Given in the question that,  a large candy machine has$15$ percent of orange candies

$SRS$$=25$candy count.

Assume that the sample size for SRS is $n$ and that the sample distribution is $p$.

So, $n=25$ and

$p=15\%$

$=0.15$

The mean of a sample proportion's sampling distribution $\hat{p}$ and the population proportion $p$ are the same, i.e., ${\mu }_{\hat{p}}=p$.

In the given formula, replace $p$ with $0.15$.

${\mu }_{\hat{p}}=0.15$

The mean is ${\mu }_{\hat{p}}=0.15$ since the sampling proportion is an unbiased estimate for the population proportion.

$15$ percent  of orange candies in the machine.

SRS $=25$ candy count.

Assume the sample distribution is $p$ and the sample size is $n$.

$p=15\%$

$=0.15$

And, $n=25$

Determine the standard deviation of the sampling distribution:

$\hat{p}$ is ${\sigma }_{\hat{p}}=\sqrt{\frac{p(1-p)}{n}}$

Substitute $0.15$ for $p$ and $25$ for $\mathrm{n}$ :

${\sigma }_{\hat{p}}=\sqrt{\frac{0.15(1-0.15)}{25}}$

$=\sqrt{\frac{0.15\times 0.85}{25}}$

$=\sqrt{0.0051}$

$\approx 0.0714143$

$15$ percent  of orange candies in the machine.

SRS $25$ candy count.

Assume that the sample distribution be $p$ and sample size for SRS be $n$.

$p=15\%$

And, $n=25$

The product of sample size and the sampling proportion that is, $np$ and $n(1-p)$ both are less than at least $10$ then the distribution of the samples is roughly Normal.

In the expression $np$, substitute $0.15$ for $p$ and $25$ for $n$.

$25\times (0.15)=3.75$

In the expression $n(1-p)$, substitute $0.15$ for $p$ and $25$ for $n$.

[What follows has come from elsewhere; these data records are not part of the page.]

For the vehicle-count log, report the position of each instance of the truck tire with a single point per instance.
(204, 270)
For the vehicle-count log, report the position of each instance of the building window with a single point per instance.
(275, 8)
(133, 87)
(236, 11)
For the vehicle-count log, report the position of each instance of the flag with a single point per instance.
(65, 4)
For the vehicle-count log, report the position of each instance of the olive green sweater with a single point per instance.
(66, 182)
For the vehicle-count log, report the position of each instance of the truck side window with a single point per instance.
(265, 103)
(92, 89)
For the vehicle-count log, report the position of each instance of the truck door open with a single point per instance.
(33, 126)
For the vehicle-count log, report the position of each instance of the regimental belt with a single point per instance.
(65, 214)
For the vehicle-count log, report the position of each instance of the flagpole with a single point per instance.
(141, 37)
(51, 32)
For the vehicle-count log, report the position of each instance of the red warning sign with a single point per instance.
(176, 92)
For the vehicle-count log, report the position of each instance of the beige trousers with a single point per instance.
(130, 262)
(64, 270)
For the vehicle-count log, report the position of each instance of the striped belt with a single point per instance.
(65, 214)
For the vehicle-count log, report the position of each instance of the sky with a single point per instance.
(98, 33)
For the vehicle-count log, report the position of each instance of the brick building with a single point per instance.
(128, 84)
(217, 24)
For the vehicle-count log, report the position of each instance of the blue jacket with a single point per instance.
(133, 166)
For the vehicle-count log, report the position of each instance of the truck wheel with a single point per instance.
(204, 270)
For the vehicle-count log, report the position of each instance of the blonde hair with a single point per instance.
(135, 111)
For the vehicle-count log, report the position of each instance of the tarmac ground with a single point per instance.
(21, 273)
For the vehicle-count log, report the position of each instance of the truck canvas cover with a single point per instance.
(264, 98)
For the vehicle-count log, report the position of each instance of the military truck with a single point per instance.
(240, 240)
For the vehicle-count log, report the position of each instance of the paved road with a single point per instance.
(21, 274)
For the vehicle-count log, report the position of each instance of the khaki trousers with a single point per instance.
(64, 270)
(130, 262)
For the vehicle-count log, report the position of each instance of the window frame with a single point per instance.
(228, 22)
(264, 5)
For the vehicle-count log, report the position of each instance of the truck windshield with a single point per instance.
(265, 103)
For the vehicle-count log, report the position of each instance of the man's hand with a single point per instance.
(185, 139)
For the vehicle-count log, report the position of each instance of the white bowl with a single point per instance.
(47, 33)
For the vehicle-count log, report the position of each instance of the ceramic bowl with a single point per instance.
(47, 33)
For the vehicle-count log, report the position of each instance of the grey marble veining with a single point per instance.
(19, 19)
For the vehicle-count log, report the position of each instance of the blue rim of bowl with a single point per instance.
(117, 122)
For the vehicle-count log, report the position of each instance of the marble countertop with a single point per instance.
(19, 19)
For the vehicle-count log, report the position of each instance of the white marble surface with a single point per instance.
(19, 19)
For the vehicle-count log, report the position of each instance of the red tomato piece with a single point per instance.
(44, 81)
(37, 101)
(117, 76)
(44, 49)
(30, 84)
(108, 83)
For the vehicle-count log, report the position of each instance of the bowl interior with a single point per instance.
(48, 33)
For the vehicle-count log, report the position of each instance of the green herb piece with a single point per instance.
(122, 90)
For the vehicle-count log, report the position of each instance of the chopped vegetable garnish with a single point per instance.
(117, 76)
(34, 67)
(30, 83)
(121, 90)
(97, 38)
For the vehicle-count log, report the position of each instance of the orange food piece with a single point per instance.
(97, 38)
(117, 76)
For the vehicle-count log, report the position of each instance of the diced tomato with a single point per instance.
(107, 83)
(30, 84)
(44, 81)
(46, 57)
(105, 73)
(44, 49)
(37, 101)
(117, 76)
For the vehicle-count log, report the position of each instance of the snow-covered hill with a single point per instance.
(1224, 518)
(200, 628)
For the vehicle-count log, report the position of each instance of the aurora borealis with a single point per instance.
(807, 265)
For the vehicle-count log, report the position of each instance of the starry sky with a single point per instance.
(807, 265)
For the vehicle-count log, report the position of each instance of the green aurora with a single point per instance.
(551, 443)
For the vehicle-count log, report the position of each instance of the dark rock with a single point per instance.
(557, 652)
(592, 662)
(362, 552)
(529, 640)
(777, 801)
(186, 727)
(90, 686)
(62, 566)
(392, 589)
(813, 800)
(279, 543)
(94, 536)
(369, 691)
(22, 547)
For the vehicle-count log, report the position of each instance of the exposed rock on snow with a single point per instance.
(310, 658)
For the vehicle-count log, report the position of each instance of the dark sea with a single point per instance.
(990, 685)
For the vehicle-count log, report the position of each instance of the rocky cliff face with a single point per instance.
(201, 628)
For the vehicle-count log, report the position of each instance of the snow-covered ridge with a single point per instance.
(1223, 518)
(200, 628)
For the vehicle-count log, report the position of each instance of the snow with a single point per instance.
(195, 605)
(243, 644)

$25(1-0.15)=25\times 0.85$

                     $=21.75$

Both $np$ and $n(1-p)$ are fewer than $10$, indicating that the Normal distribution requirement has not been satisfied.

As a result, $\hat{p}$'s sampling distribution is not close to Normal.

$15$ percent  of orange candies in the machine.

SRS $25$ candy count.

Assume the sample distribution is $p$ and the SRS sample size is$n$.

$p=15$

And, 

$n=75$

Know that the standard deviation of the sampling distribution of $\hat{p}$ is ${\sigma }_{\hat{p}}=\sqrt{\frac{p(1-p)}{n}}$.

Simplify the preceding equation by substituting $0.15$ for $p$ and $75$ for $n$.

${\sigma }_{\hat{p}}=\sqrt{\frac{0.15(1-0.15)}{75}}$

$=\sqrt{\frac{0.45\times 0.55}{75}}$

$=\sqrt{0.0033}$

$\approx 0.057445$

Therefore, the standard deviation is $0.057445$.